There is a loss of innocence in that, but also a hard-earned realism: the knowledge that rare high-risk events like pandemics are not just theoretically possible but likely, in an increasingly urban and interconnected world of nearly eight billion people. As a parent, you want to protect your children from unnecessary anxieties, but not when the threat in question is a real one. My son’s generation will forever take pandemics as a basic fact of life, and that assumption, painful as it is, will protect him when the next threat emerges. But maybe, if the science unleashed by this pandemic lives up to its promise, his children — or perhaps his grandchildren — could inherit a world where plagues are a thing of the past.
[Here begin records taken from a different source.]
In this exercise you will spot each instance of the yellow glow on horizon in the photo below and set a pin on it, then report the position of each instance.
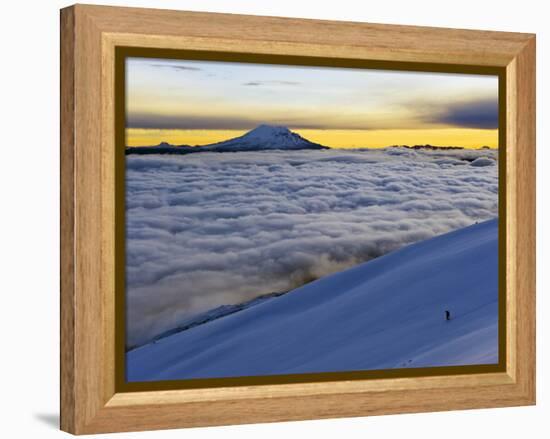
(465, 137)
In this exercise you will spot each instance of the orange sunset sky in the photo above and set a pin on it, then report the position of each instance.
(202, 102)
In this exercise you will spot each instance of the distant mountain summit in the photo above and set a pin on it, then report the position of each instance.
(265, 137)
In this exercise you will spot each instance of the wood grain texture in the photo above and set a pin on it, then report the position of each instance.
(90, 34)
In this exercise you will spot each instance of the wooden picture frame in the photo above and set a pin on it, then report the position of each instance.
(91, 402)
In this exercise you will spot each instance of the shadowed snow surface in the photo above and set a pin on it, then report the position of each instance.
(385, 313)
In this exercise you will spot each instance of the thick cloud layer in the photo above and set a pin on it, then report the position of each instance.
(209, 229)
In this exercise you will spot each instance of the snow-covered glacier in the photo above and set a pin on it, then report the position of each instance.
(385, 313)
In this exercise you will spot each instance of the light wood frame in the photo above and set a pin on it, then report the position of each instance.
(89, 36)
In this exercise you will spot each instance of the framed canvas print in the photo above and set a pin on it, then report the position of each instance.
(269, 219)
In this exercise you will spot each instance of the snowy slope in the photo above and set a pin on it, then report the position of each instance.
(264, 137)
(385, 313)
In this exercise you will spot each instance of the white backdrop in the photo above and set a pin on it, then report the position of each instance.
(29, 235)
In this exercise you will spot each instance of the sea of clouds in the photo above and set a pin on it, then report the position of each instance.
(209, 229)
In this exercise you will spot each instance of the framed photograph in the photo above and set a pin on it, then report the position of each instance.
(268, 219)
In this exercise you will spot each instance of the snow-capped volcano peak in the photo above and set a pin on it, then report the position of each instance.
(265, 137)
So much of COVID has played out, for me at least, in these very intimate acts and decisions: how to keep your children — or your parents — safe? How to maintain the rituals of growing up — the basketball games and the proms but also just the day-to-day normalcy of hanging with your friends and seeing their faces — while still protecting their health and the health of the more vulnerable people around them? At least for those of us willing to acknowledge the reality of the outbreak, it’s been 20 months of non-stop risk analysis and threat management, for risks and threats that have usually been mysterious and ill-defined.
In a strange way, my wife and I felt a bit more at home in the risk-analysis maelstrom of early COVID, because a few years before the pandemic began, our youngest son had suddenly developed epilepsy as a ten-year-old. Overnight, we found ourselves in a world where one of our children, at any moment, could drop into a grand mal seizure that could be life threatening, particularly if he happened to be on stairs or in water at the time.
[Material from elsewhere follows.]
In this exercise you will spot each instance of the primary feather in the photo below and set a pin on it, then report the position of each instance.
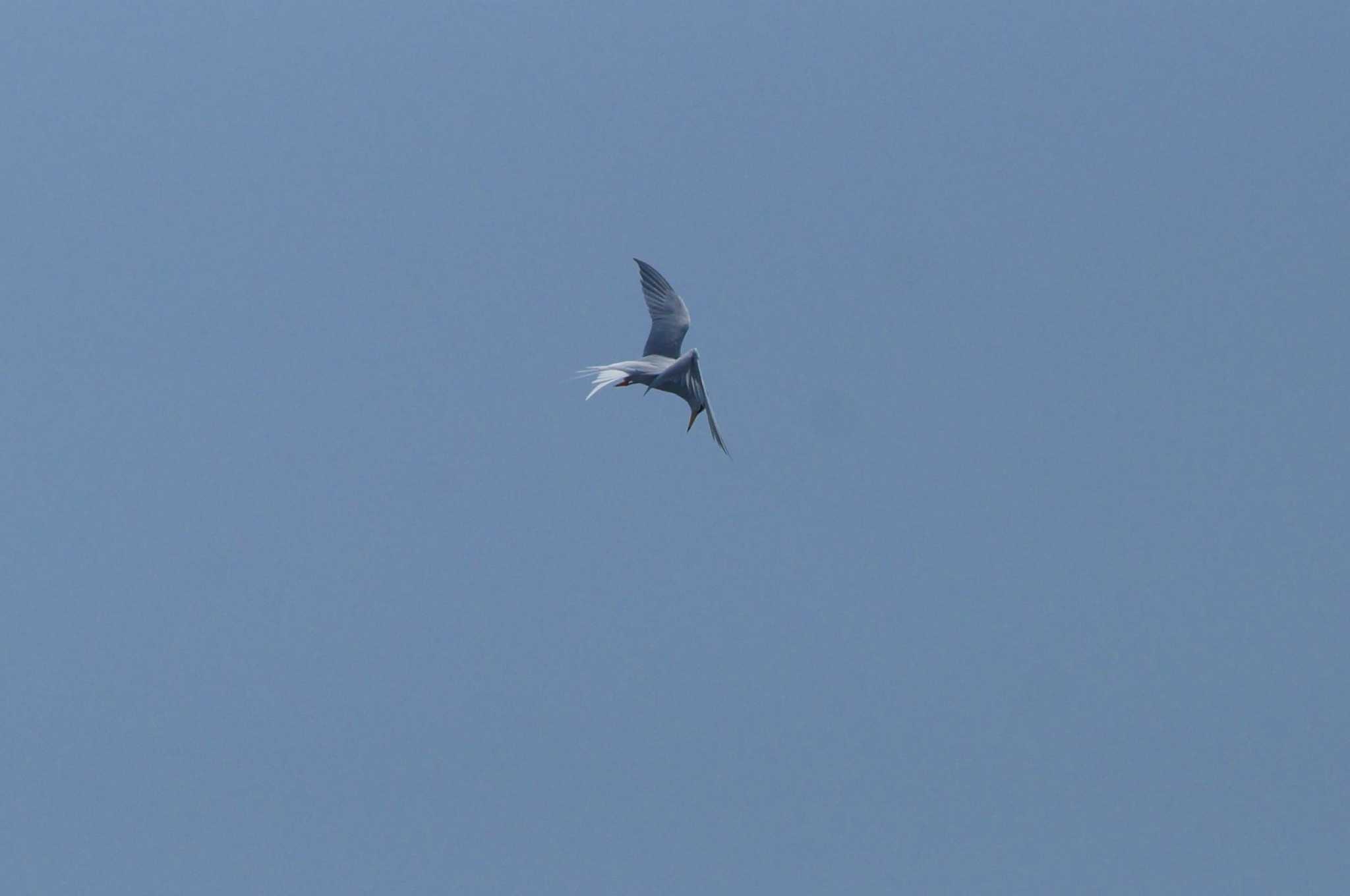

One thing you realize very quickly as the parent of a child with epilepsy is how much of the world comes pre-packaged with risk assessments that other people have painstakingly calculated for you: wear your 3-point seatbelts in cars; take this dosage of the medication. But because epilepsy is rare and strangely unpredictable in its effects, my wife and I were constantly finding ourselves trying to calculate risk probabilities on our own. How much of a danger was it to live in a house with stairs, for instance? Could our son surf safely?
Fortunately for all of us, our son responded well to medication and he’s been almost entirely seizure free for more than two years now. But when COVID rolled around, I think my wife and I both had the feeling that we’d seen this film before. Each day became an endless series of risk assessments, made on shaky or nonexistent data. How dangerous was it to ride in an elevator in our apartment building? Should we be wiping down groceries? Could we visit not-yet-vaccinated grandparents after taking a rapid test?
Some of those choices were inevitably going to be murky ones. But we do know quite a bit about how to make decisions in situations where the underlying information is noisy. You can’t be perfect at it, by definition, but you can get better at it. And maybe that’s another potential long-term positive outcome from COVID that would be worth rooting for: that it compels us to teach risk analysis and probability more widely in our classrooms, and to talk about those crucial life skills with our kids. The threats their generation will end up facing are, on some basic level, unknowable. But the tools they’ll need to make sense of them are not.